I am interested in the kinds of groups of the form $\displaystyle\lim_{\longrightarrow}(\mathbf{Z}^k,M)$ where $M$ is a primitive (some power of $M$ has strictly positive components) $k\times k$ integral matrix acting on $\mathbf{Z}^k$ in the usual way and $\displaystyle\lim_{\longrightarrow}$ is the direct limit (colimit) of abelian groups. In the literature these are sometimes referred to as stationary dimension groups.

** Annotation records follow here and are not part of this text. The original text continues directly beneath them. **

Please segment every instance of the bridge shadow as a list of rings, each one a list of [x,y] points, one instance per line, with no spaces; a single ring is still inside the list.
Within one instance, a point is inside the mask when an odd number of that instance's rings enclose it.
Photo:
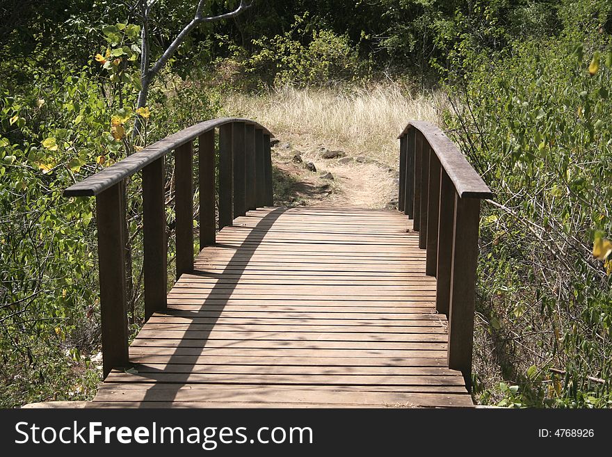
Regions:
[[[218,320],[221,314],[223,312],[223,310],[225,310],[225,307],[227,304],[227,302],[230,300],[232,292],[239,284],[240,278],[244,273],[246,267],[248,266],[248,261],[250,260],[251,257],[255,254],[256,248],[263,241],[264,237],[268,233],[268,230],[272,227],[272,226],[274,225],[274,223],[278,219],[278,218],[280,217],[280,216],[283,213],[289,209],[289,208],[276,208],[268,213],[266,216],[261,218],[261,219],[256,224],[256,225],[253,228],[250,229],[250,233],[247,235],[247,236],[242,241],[241,245],[238,247],[234,246],[230,246],[227,245],[223,245],[222,243],[215,244],[214,247],[216,248],[231,247],[232,248],[236,249],[234,255],[232,256],[232,258],[225,265],[223,273],[207,274],[204,271],[198,271],[198,269],[194,268],[194,271],[191,274],[195,275],[205,276],[207,278],[216,278],[218,280],[218,281],[214,284],[210,291],[208,293],[208,297],[204,300],[204,303],[202,303],[202,307],[200,308],[200,310],[208,311],[207,317],[210,319],[211,328],[207,330],[202,330],[198,328],[198,324],[194,323],[192,321],[192,323],[190,323],[187,328],[185,330],[186,333],[187,332],[189,332],[190,330],[198,330],[198,332],[202,335],[201,338],[202,342],[202,346],[200,348],[201,351],[198,354],[193,354],[193,362],[185,363],[184,359],[182,357],[183,355],[180,353],[181,349],[185,348],[190,348],[191,349],[193,349],[194,348],[193,344],[189,344],[188,343],[188,339],[182,338],[180,342],[175,348],[175,351],[174,353],[170,355],[170,359],[166,362],[165,364],[166,367],[173,364],[180,364],[182,367],[185,369],[186,372],[173,373],[172,376],[174,376],[174,379],[171,381],[171,383],[163,381],[158,381],[158,383],[165,385],[163,387],[164,402],[174,401],[176,398],[177,394],[180,390],[181,387],[184,386],[185,384],[187,383],[190,375],[193,371],[193,369],[195,368],[195,365],[198,364],[197,360],[198,357],[204,353],[204,350],[211,332],[214,330],[215,325],[216,324],[217,321]],[[243,249],[243,248],[245,248],[245,249]],[[235,282],[232,281],[231,282],[222,282],[220,280],[226,274],[231,274],[232,275],[232,278],[237,275],[238,280]],[[219,301],[221,300],[223,300],[223,302],[220,304]],[[211,306],[211,309],[209,310],[207,310],[207,305],[212,305],[213,303],[211,303],[211,302],[213,302],[214,306]],[[201,314],[200,314],[198,311],[186,312],[184,310],[181,310],[179,312],[177,312],[176,314],[172,312],[174,310],[172,309],[168,309],[167,314],[169,316],[180,316],[183,319],[192,319],[201,316]],[[200,338],[198,338],[198,339],[200,339]],[[191,355],[192,355],[192,354],[190,353],[190,356]],[[149,372],[140,372],[139,367],[142,365],[147,365],[147,370]],[[148,364],[134,364],[134,368],[136,368],[136,370],[138,371],[138,376],[143,378],[156,379],[156,375],[160,373],[167,372],[166,370],[156,370]],[[159,397],[155,394],[155,385],[148,386],[147,392],[145,394],[144,398],[142,399],[141,401],[159,401]],[[206,390],[202,390],[203,394],[205,394],[206,392]]]

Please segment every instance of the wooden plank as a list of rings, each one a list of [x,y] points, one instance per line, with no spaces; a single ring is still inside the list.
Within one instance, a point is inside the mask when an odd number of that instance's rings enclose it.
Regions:
[[[166,308],[167,241],[163,158],[143,168],[143,225],[145,320]]]
[[[430,154],[429,157],[429,185],[427,198],[427,258],[425,273],[435,276],[437,269],[437,228],[440,222],[440,164],[437,157]]]
[[[234,221],[232,124],[219,127],[219,230]]]
[[[215,243],[216,230],[215,198],[215,131],[198,137],[200,182],[200,249]]]
[[[270,149],[270,135],[264,134],[264,175],[266,186],[266,199],[264,204],[271,207],[274,205],[274,195],[272,188],[272,155]]]
[[[234,166],[234,217],[235,218],[246,214],[244,122],[234,123],[232,141]]]
[[[125,234],[121,183],[96,198],[103,375],[129,363],[125,291]]]
[[[114,184],[140,171],[170,151],[180,147],[186,143],[193,141],[200,135],[216,128],[221,129],[234,122],[255,125],[256,127],[262,129],[268,135],[268,137],[271,135],[270,132],[264,127],[249,119],[220,118],[206,120],[169,135],[163,140],[147,146],[143,150],[132,154],[116,163],[113,163],[95,175],[70,186],[70,187],[64,191],[63,195],[65,197],[97,195],[103,191],[109,189]]]
[[[455,198],[451,300],[449,310],[449,367],[461,370],[472,383],[474,302],[478,262],[480,200]]]
[[[257,207],[255,195],[255,129],[245,125],[244,131],[245,205],[246,210]]]
[[[190,141],[175,152],[177,279],[193,270],[193,152]]]

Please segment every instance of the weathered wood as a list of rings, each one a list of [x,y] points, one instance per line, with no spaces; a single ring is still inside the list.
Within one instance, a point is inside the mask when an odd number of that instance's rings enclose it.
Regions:
[[[264,176],[266,186],[266,206],[274,205],[274,195],[272,188],[272,152],[270,148],[270,135],[264,134]]]
[[[449,367],[461,371],[468,389],[472,383],[480,203],[477,198],[460,198],[456,194],[449,311]]]
[[[193,151],[192,143],[175,152],[177,279],[193,270]]]
[[[266,163],[264,159],[264,131],[255,129],[255,207],[266,205]]]
[[[244,130],[245,205],[247,211],[257,208],[255,202],[255,127],[246,124]]]
[[[424,136],[424,143],[428,143],[437,154],[440,163],[451,178],[458,194],[461,198],[491,198],[490,189],[482,178],[465,160],[457,146],[437,127],[429,122],[411,120],[398,138],[409,130],[416,129]]]
[[[234,217],[236,218],[246,214],[244,122],[234,123],[232,141],[234,167]]]
[[[411,395],[415,406],[472,406],[446,367],[435,280],[403,215],[263,208],[234,223],[134,339],[136,372],[111,373],[94,403],[346,407],[377,392],[403,406]],[[262,394],[271,389],[277,396]]]
[[[145,320],[166,310],[168,293],[163,157],[143,168]]]
[[[435,309],[449,315],[451,302],[451,267],[453,262],[453,224],[455,217],[455,188],[443,169],[440,170],[440,209],[437,229]]]
[[[220,128],[234,122],[255,125],[262,129],[268,135],[271,134],[262,125],[249,119],[239,118],[220,118],[207,120],[166,136],[143,150],[131,154],[123,160],[113,163],[92,176],[70,186],[64,191],[65,197],[97,195],[102,191],[123,181],[156,160],[173,151],[179,146],[193,141],[200,135],[216,128]]]
[[[198,137],[200,181],[200,249],[215,243],[216,215],[215,202],[215,131]]]
[[[121,183],[115,184],[96,198],[104,377],[112,369],[129,363],[122,191]]]
[[[412,226],[416,232],[421,230],[421,195],[423,192],[421,177],[423,168],[423,152],[426,147],[426,145],[423,144],[423,136],[420,132],[417,133],[414,140],[414,197],[412,199],[414,209]]]
[[[429,186],[427,197],[427,261],[425,273],[435,276],[437,269],[437,227],[440,222],[440,163],[435,154],[429,155]]]
[[[398,198],[397,209],[404,211],[405,209],[405,191],[406,185],[406,144],[405,135],[399,138],[399,194]]]
[[[409,218],[414,214],[414,129],[406,134],[406,179],[404,186],[405,213]]]
[[[427,248],[427,220],[429,209],[429,159],[433,152],[426,143],[423,143],[421,154],[421,209],[419,222],[419,247]]]
[[[219,127],[219,230],[234,222],[232,124]]]

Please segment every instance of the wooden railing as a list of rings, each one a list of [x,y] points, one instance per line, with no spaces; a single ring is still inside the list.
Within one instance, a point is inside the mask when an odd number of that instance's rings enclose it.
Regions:
[[[143,172],[145,317],[166,309],[164,157],[175,152],[177,278],[193,269],[193,143],[198,139],[200,248],[215,243],[215,145],[218,130],[218,228],[249,209],[272,206],[271,134],[247,119],[200,122],[170,135],[64,191],[96,197],[104,375],[129,365],[124,180]]]
[[[410,121],[400,140],[398,209],[414,222],[448,316],[449,367],[471,384],[480,203],[491,191],[436,126]]]

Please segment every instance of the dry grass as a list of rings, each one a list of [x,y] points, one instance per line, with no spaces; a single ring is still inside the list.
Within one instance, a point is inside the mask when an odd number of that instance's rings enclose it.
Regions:
[[[350,90],[284,87],[264,95],[232,94],[223,106],[228,115],[257,120],[283,141],[302,147],[323,144],[394,166],[396,138],[406,122],[439,123],[443,98],[414,95],[394,83]]]

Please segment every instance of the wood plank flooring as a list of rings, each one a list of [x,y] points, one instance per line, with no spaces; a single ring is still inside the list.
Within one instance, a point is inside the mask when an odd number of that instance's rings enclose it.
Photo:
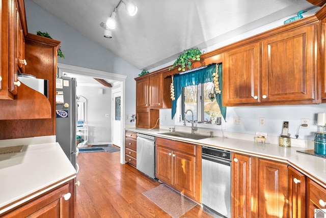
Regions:
[[[120,152],[79,153],[76,216],[170,217],[142,193],[160,183],[128,164],[120,163]],[[182,217],[211,217],[196,205]]]

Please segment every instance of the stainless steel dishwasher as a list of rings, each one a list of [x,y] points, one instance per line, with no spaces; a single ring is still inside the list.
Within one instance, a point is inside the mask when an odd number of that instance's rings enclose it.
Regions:
[[[231,217],[231,151],[202,147],[202,184],[204,209]]]
[[[153,179],[156,177],[155,141],[155,137],[137,133],[136,168]]]

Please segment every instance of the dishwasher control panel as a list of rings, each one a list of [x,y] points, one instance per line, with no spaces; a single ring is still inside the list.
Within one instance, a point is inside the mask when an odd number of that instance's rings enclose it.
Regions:
[[[231,160],[231,151],[207,146],[202,146],[202,154]]]

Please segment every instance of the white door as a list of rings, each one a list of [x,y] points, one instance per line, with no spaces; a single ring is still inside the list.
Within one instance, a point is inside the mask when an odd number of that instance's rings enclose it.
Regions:
[[[112,144],[121,147],[121,93],[112,93]]]

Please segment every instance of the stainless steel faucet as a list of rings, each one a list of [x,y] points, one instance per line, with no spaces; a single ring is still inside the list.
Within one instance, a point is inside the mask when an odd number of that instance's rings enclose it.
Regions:
[[[187,120],[187,119],[185,118],[185,116],[186,115],[187,113],[188,113],[188,111],[189,111],[189,112],[191,112],[192,113],[192,121],[191,121],[191,122],[192,122],[192,134],[194,134],[194,131],[197,130],[197,126],[194,126],[194,123],[195,123],[195,121],[194,120],[194,113],[191,110],[187,110],[184,113],[184,120],[183,121],[183,125],[184,126],[186,125],[185,122]]]

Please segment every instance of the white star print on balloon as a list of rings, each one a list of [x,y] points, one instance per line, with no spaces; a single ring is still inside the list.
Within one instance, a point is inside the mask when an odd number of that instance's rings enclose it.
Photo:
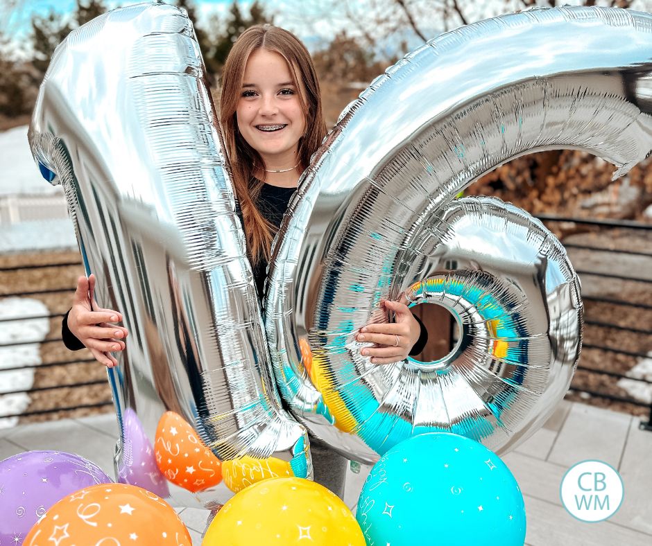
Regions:
[[[129,505],[128,502],[126,504],[119,504],[119,506],[120,508],[120,513],[128,513],[131,516],[135,509]]]

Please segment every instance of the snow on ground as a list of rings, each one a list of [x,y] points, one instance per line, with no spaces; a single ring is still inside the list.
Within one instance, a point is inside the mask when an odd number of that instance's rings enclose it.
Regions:
[[[627,375],[652,381],[652,351],[648,353],[647,358],[640,359],[637,364],[627,372]],[[652,404],[652,385],[632,379],[619,379],[617,385],[637,400],[646,404]]]
[[[31,298],[6,298],[0,299],[0,319],[47,315],[48,308],[42,301]],[[17,320],[0,323],[0,344],[22,341],[44,340],[50,329],[45,319]],[[34,369],[3,371],[3,369],[41,363],[40,344],[30,343],[12,347],[0,347],[0,394],[27,389],[34,382]],[[0,416],[21,413],[27,409],[30,398],[25,393],[0,396]],[[0,428],[14,427],[17,417],[2,419]]]
[[[19,222],[0,226],[0,254],[77,248],[75,229],[69,218]]]
[[[27,141],[27,125],[0,132],[0,197],[20,194],[61,193],[39,173]]]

Such groups will have rank bounded by $k$ and appear as embedded subgroups of $\mathbf{Q}^k$. I'm aware that if we allow the matrices in our directed system to vary, then the direct limit can in general be of 'pathological type' - that is, the direct limit does not necessarily split, up to isomorphism, as a direct sum of groups of the form $\mathbf{Z}[1/n_i]$ for $n_i\geq 1$. The usual proof that these pathological colimits can appear relies on a cardinality argument; there are an uncountable number of isomorphism classes of direct limits of matrices, but only a countable number of finite rank non-pathological type isomorphism classes of groups.
My question is does the stationary case, where $M$ is a fixed matrix and cannot vary, allow for direct limits of pathological type? A counting argument won't work in this setting because we now only have a countable number of stationary direct limits, and this appears to lend support for the conjecture that such pathological direct limits cannot arise.
I'm not an algebraist and so wading through the mountains of literature surrounding the theory of dimension groups is proving difficult. I would appreciate any insight/references.